The observability stack is the lab’s self-hosted answer to “where do I look at my cluster — and my service?” It is three Argo Applications sharing one observability namespace, giving the operator a time-series view of cluster health and a searchable log surface across all six nodes, and giving application developers a frictionless contract for instrumenting their own apps.

The load-bearing decisions — self-hosted over Grafana Cloud, per-component charts over an LGTM rollup, ServiceMonitor as the developer contract, mutual-trust tenancy, anonymous viewers, the 30-day / 14-day retention windows, LAN-only reach — are recorded in ADR-0007. This page narrates how the pieces fit; the ADR explains why.

ComponentRolePage
kube-prometheus-stackPrometheus (metrics + alert evaluation), Grafana (the front door), Alertmanager (alert routing), node-exporter, kube-state-metricskube-prometheus-stack
LokiStores and serves logs — the searchable log backendLoki
AlloyPer-node DaemonSet that tails every pod’s stdout and ships it to Loki; also hosts the OTLP receiverAlloy

Each is its own Argo Application under kubernetes/apps/, not a single LGTM-rollup release. The chart versions move independently — Loki can be bumped without dragging Prometheus along — and Argo reports health per component rather than as one coarse signal.

metrics logs
│ │
every pod / node ───────┤ every pod ───────┤
(/metrics + a │ (stdout/stderr) │
ServiceMonitor) ▼ ▼
Prometheus Alloy DaemonSet
(scrape · 30d TSDB (one pod per node,
· alert rules) tails /var/log)
│ │
┌───────────┤ ▼
▼ ▼ Loki
Alertmanager Grafana ◄───────────────────── (14d log store)
(routes alerts) (dashboards + Explore — the one routed surface)
Discord + healthchecks.io (alert pipeline — see below)

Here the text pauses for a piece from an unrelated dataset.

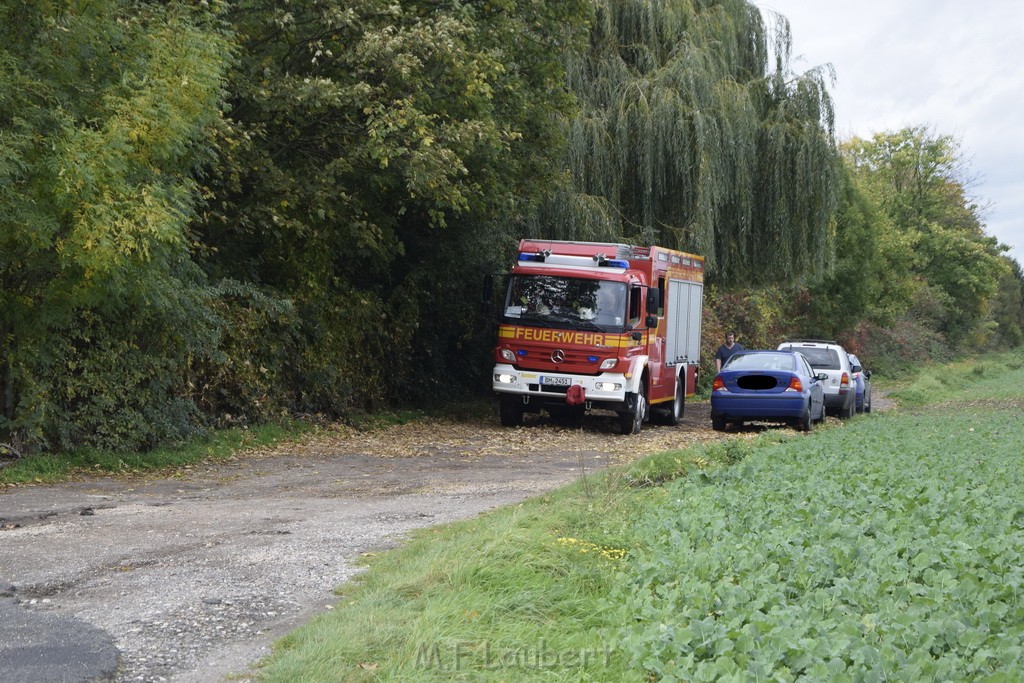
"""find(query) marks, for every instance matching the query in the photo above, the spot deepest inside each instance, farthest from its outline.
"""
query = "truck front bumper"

Two collection paths, one query surface. Prometheus pulls metrics from anything advertising a ServiceMonitor; Alloy pushes logs into Loki. Grafana queries both — its Explore view correlates a metric spike against the log lines from the same window in one pane.

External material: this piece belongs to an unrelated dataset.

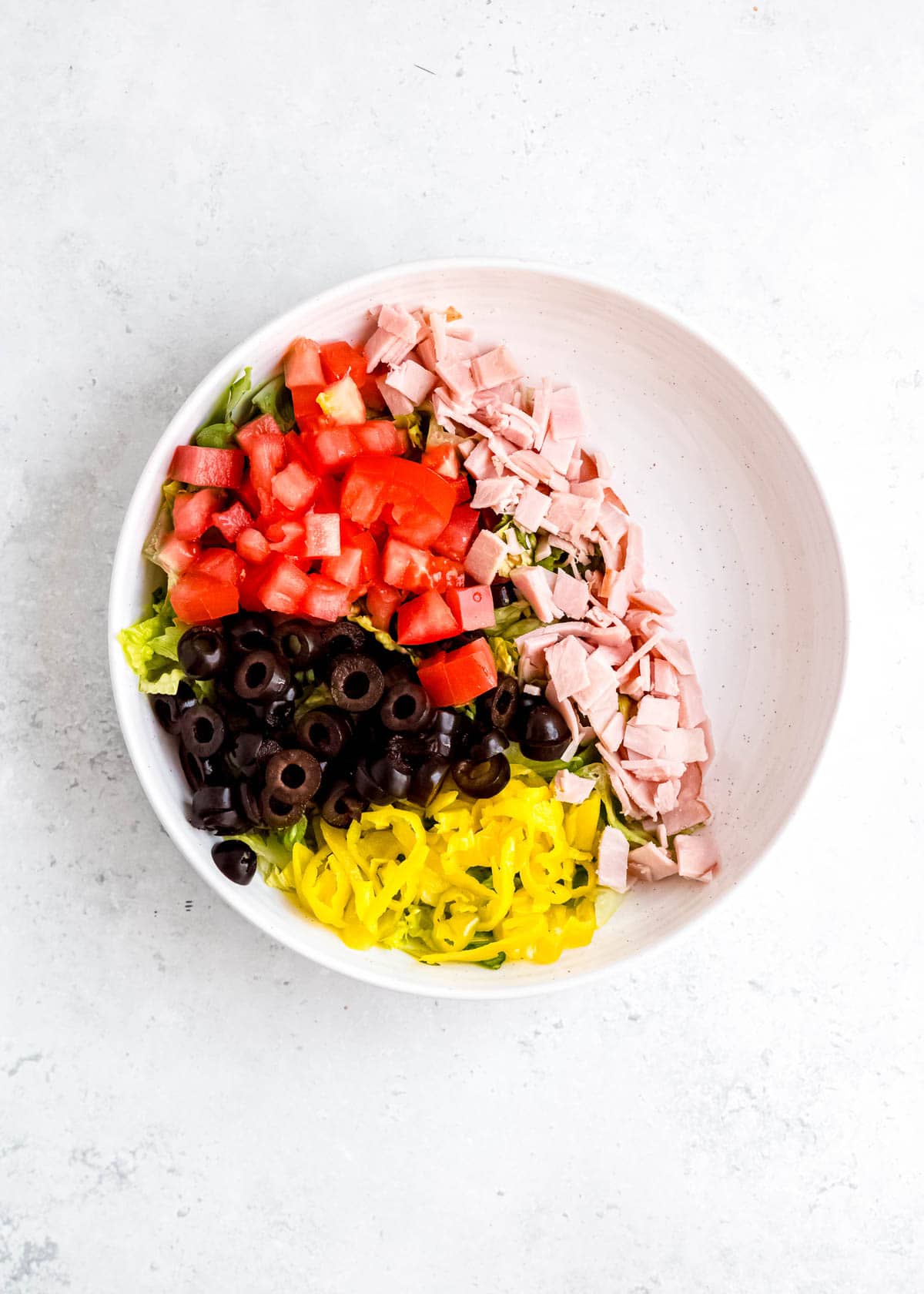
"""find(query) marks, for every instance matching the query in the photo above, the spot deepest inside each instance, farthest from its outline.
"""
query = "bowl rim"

All three Applications live in a single observability namespace, declared once in the kube-prometheus-stack Application’s manifests/ so Loki and Alloy attach to it without a duplicate manifest. Its Pod Security Admission is set to privileged — node-exporter needs host networking and hostPath mounts, and Grafana’s chart-shipped init container chowns its PVC as root; the stricter profiles would admission-block the stack on first sync.

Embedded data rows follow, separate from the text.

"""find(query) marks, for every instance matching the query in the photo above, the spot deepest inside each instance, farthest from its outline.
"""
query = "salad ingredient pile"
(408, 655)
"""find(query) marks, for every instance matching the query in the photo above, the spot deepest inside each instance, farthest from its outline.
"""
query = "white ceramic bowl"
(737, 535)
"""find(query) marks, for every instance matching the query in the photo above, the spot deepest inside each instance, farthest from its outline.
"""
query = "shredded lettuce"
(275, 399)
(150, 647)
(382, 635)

Grafana is the only externally-routed surface, at grafana.lab.jackhall.dev on the central lab Gateway, LAN-only via AdGuard’s wildcard rewrite (ADR-0003). Anonymous LAN visitors are Viewers; editing requires the admin login. Prometheus and Alertmanager are ClusterIP-only — raw UIs via kubectl port-forward.

This is distinct from Hubble UI, which stays exactly as it is. Hubble answers live flow-forensic questions (“what is talking to what right now, and what is being dropped?”); the observability stack answers time-series questions (“what is the trend of drops over the last week?”). The stack scrapes Hubble’s metrics so the Cilium dashboard works — it does not replace Hubble UI.

Prometheus evaluates the chart-bundled alert rules plus any PrometheusRule a developer drops in their own namespace. Firing alerts reach Alertmanager. From there the alert pipeline routes actionable alerts to a Discord webhook, and a Watchdog heartbeat continuously pings healthchecks.io as a dead-man’s switch that survives a fully-dead Prometheus. The Discord and healthchecks.io receivers ship in their own stack slice; see CONTEXT.md for the pipeline’s current status.

Scope: metrics and logs now, traces in Phase 3

Section titled “Scope: metrics and logs now, traces in Phase 3”

The initial cut is metrics and logs. Distributed tracing — Tempo and the full trace pipeline — is deferred to Phase 3, to land once a real traced workload arrives. The hook is pre-paid: Alloy’s OTLP receiver (alloy.observability.svc:4317 / :4318) is live from day one as a documented but unrouted endpoint, so Phase 3 is a Tempo install and a route change rather than a stack redesign.

If you are landing an app in a lab.* namespace, the Observability for developers page is the one-page contract: how to expose metrics with a ServiceMonitor, the zero-action log guarantee, writing a PrometheusRule for your own SLOs, the documented OTLP endpoint, and the Scratch → code dashboard workflow.

ADR-0007 records the full decision tree and the alternatives rejected (Grafana Cloud, the LGTM rollup, per-tenant isolation, SSO, longer retention, a public Grafana). Each component’s repo-side README — for kube-prometheus-stack, Loki, and Alloy — carries the operator runbook and smoke tests.